Netzwerk geht Wunden auf den Grund
Chronische Wunden schränken die Lebensqualität erheblich ein. Ein Projekt in Bremen und Bremerhaven fördert die ärztliche Zusammenarbeit, um die Wundversorgung zu verbessern. Dabei nutzen die Beteiligten eine digitale Fallakte. Von Jörn Hons
Alle paar Tage
lässt der 53-jährige Patient bei seinem Hausarzt die nässende, vier Zentimeter große und schmerzende Wunde neu verbinden, doch sie heilt über viele Wochen nicht. Solche Krankengeschichten sind nicht selten, denn die Therapie von chronischen Wunden wird oft unterschätzt, unzureichend ausgeführt oder schlecht koordiniert. Deshalb hat die AOK Bremen/Bremerhaven jetzt gemeinsam mit der Kassenärztlichen Vereinigung (KV) Bremen und dem Unternehmen IVP Networks das Projekt „IP Wunde“ (Infrastruktur und Prozesse für optimierte Versorgung von Patienten mit chronischen Wunden – dezentral und regelversorgungsnah in Bremen) aus der Taufe gehoben.

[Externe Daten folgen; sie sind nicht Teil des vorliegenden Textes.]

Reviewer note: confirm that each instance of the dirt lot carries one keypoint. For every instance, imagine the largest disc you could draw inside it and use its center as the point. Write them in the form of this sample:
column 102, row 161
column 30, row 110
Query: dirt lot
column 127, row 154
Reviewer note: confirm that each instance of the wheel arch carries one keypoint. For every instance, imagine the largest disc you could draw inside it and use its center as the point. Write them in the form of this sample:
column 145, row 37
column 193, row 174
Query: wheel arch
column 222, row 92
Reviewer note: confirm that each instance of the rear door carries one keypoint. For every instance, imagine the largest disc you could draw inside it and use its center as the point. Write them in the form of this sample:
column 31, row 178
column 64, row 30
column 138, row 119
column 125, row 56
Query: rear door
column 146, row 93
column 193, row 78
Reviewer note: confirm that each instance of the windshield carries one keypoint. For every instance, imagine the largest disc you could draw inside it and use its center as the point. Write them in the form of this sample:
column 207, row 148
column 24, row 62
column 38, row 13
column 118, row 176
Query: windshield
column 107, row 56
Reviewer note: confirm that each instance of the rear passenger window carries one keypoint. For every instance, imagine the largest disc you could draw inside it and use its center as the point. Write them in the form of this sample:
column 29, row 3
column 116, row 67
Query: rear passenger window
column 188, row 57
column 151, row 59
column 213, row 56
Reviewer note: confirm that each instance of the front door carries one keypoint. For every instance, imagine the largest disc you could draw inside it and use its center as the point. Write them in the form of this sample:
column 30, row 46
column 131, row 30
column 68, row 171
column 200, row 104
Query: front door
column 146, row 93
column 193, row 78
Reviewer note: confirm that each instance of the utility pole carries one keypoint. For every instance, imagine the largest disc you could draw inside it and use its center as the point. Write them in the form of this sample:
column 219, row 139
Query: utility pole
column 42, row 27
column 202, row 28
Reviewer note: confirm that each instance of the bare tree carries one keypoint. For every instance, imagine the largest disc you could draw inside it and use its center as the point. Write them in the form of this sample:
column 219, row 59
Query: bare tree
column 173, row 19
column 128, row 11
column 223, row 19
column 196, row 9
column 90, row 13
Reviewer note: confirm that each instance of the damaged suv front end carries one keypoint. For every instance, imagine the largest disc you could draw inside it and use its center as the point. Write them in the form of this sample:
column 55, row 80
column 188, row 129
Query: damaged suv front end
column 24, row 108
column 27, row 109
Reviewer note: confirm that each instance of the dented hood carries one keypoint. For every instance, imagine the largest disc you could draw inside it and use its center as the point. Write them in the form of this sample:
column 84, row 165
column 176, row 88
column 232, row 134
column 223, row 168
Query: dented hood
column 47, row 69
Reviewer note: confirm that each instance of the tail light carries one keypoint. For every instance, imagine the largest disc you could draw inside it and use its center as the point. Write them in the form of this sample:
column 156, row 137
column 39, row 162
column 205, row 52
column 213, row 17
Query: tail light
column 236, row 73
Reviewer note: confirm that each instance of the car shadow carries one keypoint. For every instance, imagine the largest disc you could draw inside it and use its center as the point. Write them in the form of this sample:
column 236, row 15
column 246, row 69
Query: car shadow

Gemeinsam Ursachen ermitteln.
Sechs spezialisierte Arztpraxen sind in das Projekt bereits eingebunden. Seit dem 1. Juli können sich auch Hausärzte, Internisten, Hautärzte, Chirurgen, Gynäkologen, Orthopäden oder Diabetes-Experten daran beteiligen und mit den Wundspezialisten ein Ärzte-Netzwerk für dieses Thema bilden. Einer der Wundspezialisten ist der Chirurg Dr. Geert-Henning Marencke: „Die richtigen Wundauflagen, Verbände und Pflaster sind nicht der wichtigste Baustein bei dieser Behandlung“, betont er, „viel wichtiger ist, die genaue Ursache der chronischen Wunde zu ermitteln.“ Darum sei die Zusammenarbeit der Ärzte so wichtig. Wenn zum Beispiel eine Durchblutungsstörung der Haut und der darunterliegenden Muskeln vorliegt, muss erst dieses Problem beseitigt werden, bevor die Wunde erfolgreich behandelt werden kann.
In Deutschland leben einer Schätzung zufolge 2,5 Millionen Menschen mit chronischen Wunden. Meist sind das ältere Menschen mit einer Erkrankung wie zum Beispiel Diabetes, die eine gute Wundheilung behindert. Im Stadtstaat Bremen sind das etwa 25.000 Menschen. „Uns ist bewusst, dass die Wundversorgung insgesamt nicht so funktioniert, wie es sein könnte und sein muss“, so Olaf Woggan, Vorstandschef der AOK Bremen/Bremerhaven. Deshalb fördere die AOK in der Hansestadt bereits seit Jahren die Weiterbildung von Ärzten und Praxismitarbeitern im Wundmanagement und versuche jetzt, die Versorgung mit Hilfe von „IP Wunde“ messbar zu verbessern. Das Kompetenzzentrum für Klinische Studien an der Universität Bremen hat die wissenschaftliche Begleitung übernommen.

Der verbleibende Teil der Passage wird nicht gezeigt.